I didn’t quite know what I was getting into when I signed up for this. And I mean that in the best way possible––I never imagined that on this Tuesday morning* I would be sitting in an high backed leather chair in a 100-year-old library, sipping my tea with a view of Florence and the Villa gardens. I savor these moments because they are accompanied with the scary realization that I don’t know when else I will be treated this well again. After you spend days wandering around the winding streets of Florence, is it only downhill from there?
Philosophical waxing aside, it’s been a whirlwind couple of days as I’ve settled in, adjusted to the effects of jet lag, and began classes for the semester. I’ll write more on that later, but first it’s time to recap how I got here.
I left San Francisco on an early 6 o’clock flight to Chicago on Wednesday morning, before connecting to my transatlantic flight to Frankfurt. Luckily, despite the weather woes that plagued most of the United States, I managed to make both of my connections. My flight in Chicago was delayed two hours––a nerve-wracking experience when your connection is only two hours to begin with––but we managed to make up enough time in the air so that I was able to reach my gate in Frankfurt with time to spare.
I finally arrived in Florence early on Thursday morning, after watching the sunrise over the peaks of the Alps. When the plane broke through the cloud cover to land in Florence, I was captivated by the rolling green hills and farmland of the Tuscany countryside. So this is it, I thought to myself.
I collected my luggage and got a taxi to Fiesole by myself, as the two others who were supposed to have been on my flight had been delayed elsewhere. The taxi driver raced up the winding road to Fiesole, which lies on a hill above the city of Florence. He’d repeatedly accelerate madly to try to make a green light, then laugh and look in the rearview mirror to see my reaction. “Vroom, vroom,” he laughed at me, as we sped through a narrow one-way alley. I nervously laughed and gripped the side of the car.
Finally, we arrived at Villa le Balze itself, whose name literally means “Villa of the Cliffs” after the cliffs it is situated on.
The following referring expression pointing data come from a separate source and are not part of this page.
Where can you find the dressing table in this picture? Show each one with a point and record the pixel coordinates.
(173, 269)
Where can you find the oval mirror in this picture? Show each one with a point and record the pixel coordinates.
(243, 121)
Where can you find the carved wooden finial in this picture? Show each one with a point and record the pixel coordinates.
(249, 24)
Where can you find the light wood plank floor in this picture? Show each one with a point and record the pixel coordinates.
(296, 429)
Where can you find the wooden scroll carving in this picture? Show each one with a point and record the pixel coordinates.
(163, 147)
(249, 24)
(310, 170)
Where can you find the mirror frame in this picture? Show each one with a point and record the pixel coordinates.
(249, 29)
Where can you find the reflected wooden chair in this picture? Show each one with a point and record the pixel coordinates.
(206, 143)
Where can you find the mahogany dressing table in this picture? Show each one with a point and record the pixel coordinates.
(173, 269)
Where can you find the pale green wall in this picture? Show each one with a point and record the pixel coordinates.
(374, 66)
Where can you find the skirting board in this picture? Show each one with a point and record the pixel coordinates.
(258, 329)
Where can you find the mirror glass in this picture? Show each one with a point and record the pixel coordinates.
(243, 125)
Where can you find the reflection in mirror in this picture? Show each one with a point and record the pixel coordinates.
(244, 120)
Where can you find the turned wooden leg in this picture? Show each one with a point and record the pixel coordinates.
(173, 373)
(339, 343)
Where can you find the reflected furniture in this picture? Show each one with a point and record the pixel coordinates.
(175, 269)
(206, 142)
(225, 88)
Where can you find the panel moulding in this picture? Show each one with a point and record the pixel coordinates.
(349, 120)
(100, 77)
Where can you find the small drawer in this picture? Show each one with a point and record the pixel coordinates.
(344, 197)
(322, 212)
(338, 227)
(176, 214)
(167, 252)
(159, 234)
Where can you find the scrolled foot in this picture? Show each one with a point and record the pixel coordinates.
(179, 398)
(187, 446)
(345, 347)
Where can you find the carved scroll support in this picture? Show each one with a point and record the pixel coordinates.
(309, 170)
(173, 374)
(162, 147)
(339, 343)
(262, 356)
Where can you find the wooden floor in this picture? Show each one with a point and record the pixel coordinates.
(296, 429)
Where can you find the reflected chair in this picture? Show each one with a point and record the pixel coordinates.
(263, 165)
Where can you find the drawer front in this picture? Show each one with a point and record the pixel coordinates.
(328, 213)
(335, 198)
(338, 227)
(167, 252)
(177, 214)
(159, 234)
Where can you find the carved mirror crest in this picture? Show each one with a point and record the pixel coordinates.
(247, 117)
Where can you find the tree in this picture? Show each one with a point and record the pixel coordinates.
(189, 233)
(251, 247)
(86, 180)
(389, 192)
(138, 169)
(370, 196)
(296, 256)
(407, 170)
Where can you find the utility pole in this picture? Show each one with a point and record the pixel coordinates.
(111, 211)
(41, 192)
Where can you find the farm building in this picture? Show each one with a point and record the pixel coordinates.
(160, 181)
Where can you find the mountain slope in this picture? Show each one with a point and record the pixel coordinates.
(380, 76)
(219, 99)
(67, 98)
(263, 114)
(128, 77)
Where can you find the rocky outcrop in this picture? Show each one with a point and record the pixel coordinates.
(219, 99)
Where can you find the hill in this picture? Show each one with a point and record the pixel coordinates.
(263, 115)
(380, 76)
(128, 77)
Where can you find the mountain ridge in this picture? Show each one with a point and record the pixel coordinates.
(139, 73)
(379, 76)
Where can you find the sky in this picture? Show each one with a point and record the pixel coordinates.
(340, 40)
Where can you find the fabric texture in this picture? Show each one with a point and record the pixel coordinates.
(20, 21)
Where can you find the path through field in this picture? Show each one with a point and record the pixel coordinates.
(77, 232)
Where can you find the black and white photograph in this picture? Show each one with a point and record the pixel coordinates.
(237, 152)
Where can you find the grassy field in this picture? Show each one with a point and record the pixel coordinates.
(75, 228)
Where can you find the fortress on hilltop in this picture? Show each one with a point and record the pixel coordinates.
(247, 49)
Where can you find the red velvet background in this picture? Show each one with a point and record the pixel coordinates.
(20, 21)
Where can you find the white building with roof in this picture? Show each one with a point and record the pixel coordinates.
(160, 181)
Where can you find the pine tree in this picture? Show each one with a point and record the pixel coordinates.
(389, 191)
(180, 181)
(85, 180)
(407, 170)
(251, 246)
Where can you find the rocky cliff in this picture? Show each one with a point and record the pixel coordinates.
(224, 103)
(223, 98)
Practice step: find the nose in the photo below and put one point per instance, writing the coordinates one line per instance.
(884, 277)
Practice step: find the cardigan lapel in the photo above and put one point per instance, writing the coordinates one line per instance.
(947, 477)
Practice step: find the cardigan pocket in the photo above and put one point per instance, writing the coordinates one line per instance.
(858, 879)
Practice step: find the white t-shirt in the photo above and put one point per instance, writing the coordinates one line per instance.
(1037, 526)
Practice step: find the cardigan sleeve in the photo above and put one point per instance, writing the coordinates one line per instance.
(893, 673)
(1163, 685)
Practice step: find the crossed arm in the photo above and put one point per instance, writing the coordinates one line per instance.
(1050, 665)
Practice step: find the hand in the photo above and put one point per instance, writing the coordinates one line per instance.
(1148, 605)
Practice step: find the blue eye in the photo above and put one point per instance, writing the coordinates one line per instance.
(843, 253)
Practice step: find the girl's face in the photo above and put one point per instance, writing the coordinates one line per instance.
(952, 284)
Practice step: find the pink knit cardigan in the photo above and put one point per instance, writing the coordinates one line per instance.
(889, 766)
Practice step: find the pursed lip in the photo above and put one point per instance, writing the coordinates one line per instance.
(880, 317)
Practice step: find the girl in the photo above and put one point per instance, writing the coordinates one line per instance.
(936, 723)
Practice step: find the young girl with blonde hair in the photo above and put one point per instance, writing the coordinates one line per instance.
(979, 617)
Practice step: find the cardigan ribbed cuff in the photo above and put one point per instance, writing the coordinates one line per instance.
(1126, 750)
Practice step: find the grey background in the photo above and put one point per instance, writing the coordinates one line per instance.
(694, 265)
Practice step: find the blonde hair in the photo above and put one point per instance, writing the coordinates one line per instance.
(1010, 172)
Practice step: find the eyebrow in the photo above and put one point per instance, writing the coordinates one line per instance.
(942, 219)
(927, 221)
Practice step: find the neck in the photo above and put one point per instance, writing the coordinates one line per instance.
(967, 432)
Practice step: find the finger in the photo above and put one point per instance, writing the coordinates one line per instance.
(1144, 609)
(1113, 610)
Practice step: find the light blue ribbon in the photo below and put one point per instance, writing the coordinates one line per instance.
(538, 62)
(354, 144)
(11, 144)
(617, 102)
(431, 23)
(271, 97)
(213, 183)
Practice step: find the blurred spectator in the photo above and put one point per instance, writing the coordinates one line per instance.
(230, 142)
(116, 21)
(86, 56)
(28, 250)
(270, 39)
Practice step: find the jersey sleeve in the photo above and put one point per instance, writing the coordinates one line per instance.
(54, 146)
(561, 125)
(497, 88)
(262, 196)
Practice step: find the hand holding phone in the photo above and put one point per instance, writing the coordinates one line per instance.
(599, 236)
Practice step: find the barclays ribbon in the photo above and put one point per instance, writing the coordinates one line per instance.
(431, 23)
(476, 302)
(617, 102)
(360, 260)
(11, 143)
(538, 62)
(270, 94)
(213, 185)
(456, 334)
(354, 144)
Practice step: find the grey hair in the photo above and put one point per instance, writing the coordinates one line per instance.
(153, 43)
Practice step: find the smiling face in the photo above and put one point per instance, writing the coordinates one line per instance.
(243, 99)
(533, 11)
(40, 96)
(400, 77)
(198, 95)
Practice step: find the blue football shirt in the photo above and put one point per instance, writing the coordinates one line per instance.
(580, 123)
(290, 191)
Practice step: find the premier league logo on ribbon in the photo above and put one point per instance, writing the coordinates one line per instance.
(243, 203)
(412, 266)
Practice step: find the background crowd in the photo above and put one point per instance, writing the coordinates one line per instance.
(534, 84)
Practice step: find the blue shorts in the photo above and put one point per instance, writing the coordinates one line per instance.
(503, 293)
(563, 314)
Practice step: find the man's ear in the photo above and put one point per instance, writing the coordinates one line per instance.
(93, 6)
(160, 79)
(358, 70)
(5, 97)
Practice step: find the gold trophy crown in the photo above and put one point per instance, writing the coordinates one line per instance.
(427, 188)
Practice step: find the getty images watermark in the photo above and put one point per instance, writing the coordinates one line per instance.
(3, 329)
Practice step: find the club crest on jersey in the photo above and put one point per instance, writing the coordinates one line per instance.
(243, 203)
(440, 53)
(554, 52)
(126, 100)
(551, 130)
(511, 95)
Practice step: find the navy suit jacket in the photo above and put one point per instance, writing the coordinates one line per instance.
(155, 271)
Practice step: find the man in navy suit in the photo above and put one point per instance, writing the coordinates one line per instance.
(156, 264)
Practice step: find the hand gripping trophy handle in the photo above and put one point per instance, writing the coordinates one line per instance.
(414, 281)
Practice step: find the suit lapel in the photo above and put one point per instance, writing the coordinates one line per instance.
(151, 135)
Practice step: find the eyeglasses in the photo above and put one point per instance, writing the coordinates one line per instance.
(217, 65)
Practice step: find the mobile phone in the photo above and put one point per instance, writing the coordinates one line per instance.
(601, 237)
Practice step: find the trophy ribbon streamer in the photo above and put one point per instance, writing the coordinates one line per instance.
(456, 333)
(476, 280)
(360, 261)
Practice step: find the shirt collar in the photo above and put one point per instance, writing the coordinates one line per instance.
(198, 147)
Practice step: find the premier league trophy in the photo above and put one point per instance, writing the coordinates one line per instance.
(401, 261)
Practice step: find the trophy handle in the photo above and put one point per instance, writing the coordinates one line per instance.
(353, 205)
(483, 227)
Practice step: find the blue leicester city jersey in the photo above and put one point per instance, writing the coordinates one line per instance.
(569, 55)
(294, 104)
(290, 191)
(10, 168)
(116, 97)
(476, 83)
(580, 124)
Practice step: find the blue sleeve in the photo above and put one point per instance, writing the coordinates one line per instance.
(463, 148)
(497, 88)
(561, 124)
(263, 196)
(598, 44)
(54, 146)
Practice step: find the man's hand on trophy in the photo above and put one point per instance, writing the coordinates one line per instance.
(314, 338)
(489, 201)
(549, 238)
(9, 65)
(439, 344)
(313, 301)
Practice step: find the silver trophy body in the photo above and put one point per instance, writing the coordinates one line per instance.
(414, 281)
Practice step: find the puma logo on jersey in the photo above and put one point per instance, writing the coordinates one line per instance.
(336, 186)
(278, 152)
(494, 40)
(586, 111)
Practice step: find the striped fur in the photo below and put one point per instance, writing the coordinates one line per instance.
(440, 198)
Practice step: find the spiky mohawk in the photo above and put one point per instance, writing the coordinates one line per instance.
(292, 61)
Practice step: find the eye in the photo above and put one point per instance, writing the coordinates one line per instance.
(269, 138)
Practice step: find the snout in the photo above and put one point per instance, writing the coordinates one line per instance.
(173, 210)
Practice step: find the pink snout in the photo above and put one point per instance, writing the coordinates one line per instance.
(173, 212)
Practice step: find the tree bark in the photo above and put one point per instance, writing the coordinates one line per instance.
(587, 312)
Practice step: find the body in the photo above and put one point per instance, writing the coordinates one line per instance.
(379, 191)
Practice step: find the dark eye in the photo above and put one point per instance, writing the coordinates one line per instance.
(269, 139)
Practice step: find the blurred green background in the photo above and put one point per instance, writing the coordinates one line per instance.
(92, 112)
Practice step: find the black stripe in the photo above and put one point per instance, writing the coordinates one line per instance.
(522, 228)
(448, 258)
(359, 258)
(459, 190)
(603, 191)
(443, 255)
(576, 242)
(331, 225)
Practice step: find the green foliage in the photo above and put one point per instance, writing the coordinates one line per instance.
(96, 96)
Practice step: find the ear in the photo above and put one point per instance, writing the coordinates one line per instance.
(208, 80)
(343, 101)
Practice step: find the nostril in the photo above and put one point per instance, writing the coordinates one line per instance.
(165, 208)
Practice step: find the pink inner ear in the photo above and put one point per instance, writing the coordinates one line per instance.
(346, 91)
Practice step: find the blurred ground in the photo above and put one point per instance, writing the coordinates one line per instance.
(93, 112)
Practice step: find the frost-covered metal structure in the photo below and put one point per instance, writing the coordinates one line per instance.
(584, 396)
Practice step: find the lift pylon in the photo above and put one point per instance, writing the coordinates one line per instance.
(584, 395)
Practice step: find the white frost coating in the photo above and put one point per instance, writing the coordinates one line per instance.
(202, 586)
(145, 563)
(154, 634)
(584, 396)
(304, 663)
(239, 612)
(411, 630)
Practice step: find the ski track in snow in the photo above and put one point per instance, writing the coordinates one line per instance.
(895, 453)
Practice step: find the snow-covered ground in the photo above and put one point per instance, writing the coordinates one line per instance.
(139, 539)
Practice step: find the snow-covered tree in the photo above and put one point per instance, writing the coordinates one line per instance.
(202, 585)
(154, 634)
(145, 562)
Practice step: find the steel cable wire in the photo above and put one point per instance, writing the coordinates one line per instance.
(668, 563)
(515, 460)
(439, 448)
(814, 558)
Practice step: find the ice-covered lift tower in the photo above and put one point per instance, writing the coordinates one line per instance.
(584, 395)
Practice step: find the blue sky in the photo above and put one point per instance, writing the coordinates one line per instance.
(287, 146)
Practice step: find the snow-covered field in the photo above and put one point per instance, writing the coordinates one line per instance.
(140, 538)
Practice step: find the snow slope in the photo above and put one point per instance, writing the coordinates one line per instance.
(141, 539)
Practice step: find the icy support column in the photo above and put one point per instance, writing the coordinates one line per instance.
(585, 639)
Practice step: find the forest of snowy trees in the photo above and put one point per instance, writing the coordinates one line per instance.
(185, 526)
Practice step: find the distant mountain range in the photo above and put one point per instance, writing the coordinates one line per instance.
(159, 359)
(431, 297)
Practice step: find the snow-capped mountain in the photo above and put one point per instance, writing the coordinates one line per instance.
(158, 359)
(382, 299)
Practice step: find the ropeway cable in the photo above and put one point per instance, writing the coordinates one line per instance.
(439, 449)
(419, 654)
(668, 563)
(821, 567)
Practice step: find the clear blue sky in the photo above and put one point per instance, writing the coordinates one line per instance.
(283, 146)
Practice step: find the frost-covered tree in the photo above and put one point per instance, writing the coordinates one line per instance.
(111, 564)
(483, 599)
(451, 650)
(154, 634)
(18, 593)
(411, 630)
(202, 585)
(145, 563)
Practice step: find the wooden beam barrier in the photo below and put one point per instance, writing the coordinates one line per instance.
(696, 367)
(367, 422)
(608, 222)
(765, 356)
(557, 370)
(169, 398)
After arriving, I met the Villa staff, processed some paperwork for my permit to stay in Italy, and got a tour around the grounds themselves. Exhausted, I then promptly fell asleep as I waited for the others to arrive.
Around lunch time, I met Taylor, who will also be doing a home stay this semester. (There are only three of us out of the group of 14.) After having some lunch, we decided to explore the gardens. Of course, my camera was in tow:
Afterwards, we decided to walk further up the hill towards Fiesole, where we heard there was a fantastic lookout. And indeed, there was:
At dinner, we had our first group meal in the dining hall as everyone struggled to stay awake after days of travel.
For me, it’s strange to be embarking on this whole experience of study abroad once again––thrown into a whole new group of people after I had been so accustomed to other eight with whom I lived, studied, and traveled in Turkey. Once more, I’m living amidst unfamiliarity, with a group, a country, and a language that I don’t quite know. But at the same time, it’s exciting to embrace this change one more time.
* At the time I’m posting this, it’s currently Thursday evening. Unfortunately (and fortunately), it can be hard to find time to figure out how to upload all the photos to WordPress when one’s days are filled with class and afternoons are filled with exploring Florence by foot.